I seem to recall there were two major issues regarding Gitmo. The desire to shut it down was real, but the first problem was figuring out where to transfer all the “prisoners of war” to. No federal or international institutions wanted them. Second, the cost of litigation for all the potential claims of improper detention skyrocket when you release long term prisoners without due process. What Obama found out was that the cost of maintaining a black prison for undesirables was much cheaper than the liability incurred by shutting it down and finding now homes/outcomes for the inmates. Sunk cost fallacy.

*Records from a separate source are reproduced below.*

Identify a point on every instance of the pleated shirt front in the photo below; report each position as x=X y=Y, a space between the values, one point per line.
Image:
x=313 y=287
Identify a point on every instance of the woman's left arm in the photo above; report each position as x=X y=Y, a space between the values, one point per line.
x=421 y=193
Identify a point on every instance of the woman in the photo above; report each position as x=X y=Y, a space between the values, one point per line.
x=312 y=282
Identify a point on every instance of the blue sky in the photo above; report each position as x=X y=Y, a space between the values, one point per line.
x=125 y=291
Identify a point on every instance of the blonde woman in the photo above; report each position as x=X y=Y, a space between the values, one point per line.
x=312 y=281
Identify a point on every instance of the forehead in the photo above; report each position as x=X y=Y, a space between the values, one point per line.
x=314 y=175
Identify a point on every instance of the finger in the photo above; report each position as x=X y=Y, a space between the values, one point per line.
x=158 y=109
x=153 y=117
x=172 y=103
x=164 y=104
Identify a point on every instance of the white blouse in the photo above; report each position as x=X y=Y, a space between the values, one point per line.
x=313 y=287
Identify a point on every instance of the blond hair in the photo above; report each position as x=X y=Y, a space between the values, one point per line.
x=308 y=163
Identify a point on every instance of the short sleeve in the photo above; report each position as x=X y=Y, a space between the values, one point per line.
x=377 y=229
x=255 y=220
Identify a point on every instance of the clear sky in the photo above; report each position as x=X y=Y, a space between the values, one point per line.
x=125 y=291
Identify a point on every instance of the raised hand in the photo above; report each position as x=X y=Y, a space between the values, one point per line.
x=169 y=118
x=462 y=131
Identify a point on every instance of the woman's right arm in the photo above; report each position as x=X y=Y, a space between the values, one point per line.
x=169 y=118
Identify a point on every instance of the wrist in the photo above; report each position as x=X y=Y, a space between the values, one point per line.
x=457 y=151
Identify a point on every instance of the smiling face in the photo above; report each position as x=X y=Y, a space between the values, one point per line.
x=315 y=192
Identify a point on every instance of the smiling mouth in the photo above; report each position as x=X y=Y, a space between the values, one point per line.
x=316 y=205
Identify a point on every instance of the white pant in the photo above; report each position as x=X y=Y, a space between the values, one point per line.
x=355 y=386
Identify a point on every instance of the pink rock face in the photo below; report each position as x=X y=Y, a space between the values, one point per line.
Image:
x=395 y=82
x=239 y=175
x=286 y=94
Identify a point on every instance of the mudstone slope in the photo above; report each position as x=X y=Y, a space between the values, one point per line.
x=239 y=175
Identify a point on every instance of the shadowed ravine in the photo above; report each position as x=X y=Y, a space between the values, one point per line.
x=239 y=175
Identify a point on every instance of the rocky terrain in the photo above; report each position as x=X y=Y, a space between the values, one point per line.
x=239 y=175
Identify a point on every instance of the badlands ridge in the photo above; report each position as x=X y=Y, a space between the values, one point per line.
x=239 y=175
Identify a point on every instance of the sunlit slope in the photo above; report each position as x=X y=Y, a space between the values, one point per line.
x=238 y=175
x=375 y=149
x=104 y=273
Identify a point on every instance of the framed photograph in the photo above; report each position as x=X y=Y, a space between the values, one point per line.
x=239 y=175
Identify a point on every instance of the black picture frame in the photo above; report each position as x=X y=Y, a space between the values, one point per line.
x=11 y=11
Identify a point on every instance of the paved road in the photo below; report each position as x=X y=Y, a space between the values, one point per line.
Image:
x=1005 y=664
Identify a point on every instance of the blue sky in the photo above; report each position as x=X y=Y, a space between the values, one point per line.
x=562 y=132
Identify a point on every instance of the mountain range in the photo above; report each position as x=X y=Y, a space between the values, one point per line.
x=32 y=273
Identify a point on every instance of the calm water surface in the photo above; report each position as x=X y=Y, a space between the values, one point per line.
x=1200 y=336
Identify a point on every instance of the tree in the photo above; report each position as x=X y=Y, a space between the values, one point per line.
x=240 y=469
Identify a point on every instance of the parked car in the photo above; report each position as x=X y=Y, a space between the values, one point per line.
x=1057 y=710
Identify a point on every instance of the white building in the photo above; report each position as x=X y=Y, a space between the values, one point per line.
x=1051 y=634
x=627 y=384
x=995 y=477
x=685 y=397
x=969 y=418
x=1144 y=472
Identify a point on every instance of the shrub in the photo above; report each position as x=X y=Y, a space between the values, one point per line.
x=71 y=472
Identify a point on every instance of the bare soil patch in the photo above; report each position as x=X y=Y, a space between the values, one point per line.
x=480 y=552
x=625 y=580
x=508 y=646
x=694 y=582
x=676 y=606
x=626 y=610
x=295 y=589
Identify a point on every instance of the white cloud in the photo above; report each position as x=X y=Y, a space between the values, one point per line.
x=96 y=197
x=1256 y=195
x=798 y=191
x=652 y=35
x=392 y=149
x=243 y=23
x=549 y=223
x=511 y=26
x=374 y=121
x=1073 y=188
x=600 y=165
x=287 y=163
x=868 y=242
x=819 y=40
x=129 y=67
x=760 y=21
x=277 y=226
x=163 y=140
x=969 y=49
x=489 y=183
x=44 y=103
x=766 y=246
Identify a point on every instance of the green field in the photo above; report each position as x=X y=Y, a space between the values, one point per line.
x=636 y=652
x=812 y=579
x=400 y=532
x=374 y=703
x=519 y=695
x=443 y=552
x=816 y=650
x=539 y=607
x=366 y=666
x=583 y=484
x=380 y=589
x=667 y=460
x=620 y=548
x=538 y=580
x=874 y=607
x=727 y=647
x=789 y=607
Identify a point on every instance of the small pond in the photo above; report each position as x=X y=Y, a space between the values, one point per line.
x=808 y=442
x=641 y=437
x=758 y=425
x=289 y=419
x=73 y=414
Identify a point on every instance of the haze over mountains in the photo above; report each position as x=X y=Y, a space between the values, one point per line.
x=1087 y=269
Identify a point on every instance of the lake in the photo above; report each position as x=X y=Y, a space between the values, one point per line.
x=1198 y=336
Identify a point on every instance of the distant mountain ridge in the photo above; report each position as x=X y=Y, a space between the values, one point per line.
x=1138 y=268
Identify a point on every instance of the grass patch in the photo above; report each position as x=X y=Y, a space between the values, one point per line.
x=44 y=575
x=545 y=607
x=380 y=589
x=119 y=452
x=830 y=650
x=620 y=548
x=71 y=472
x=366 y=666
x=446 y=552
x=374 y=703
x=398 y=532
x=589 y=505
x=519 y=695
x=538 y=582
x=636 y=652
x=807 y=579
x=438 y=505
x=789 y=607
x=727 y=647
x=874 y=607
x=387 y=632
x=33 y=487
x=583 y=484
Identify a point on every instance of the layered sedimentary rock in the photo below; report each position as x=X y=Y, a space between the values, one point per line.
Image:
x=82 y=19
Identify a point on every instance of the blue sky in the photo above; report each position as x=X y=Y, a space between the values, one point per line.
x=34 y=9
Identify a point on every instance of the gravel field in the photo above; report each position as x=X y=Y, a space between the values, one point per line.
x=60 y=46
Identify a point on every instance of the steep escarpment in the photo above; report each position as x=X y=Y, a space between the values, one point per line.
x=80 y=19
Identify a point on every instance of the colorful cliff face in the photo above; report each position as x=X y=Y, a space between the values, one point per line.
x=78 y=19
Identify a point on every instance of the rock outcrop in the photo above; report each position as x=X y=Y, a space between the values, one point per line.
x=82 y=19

I seem to recall there were two major issues regarding Gitmo. The desire to shut it down was real, but the first problem was figuring out where to transfer all the “prisoners of war” to. No federal or international institutions wanted them. Second, the cost of litigation for all the potential claims of improper detention skyrocket when you release long term prisoners without due process. What Obama found out was that the cost of maintaining a black prison for undesirables was much cheaper than the liability incurred by shutting it down and finding now homes/outcomes for the inmates. Sunk cost fallacy.
Sounds like the desire to close it down wasn’t real if the reasons it wasn’t basically boil down to “we want to keep imprisoning people there”
That would be a problem for a country which doesn’t operate blacksites in heart of eu legal regime (poland), or dozens in middle east.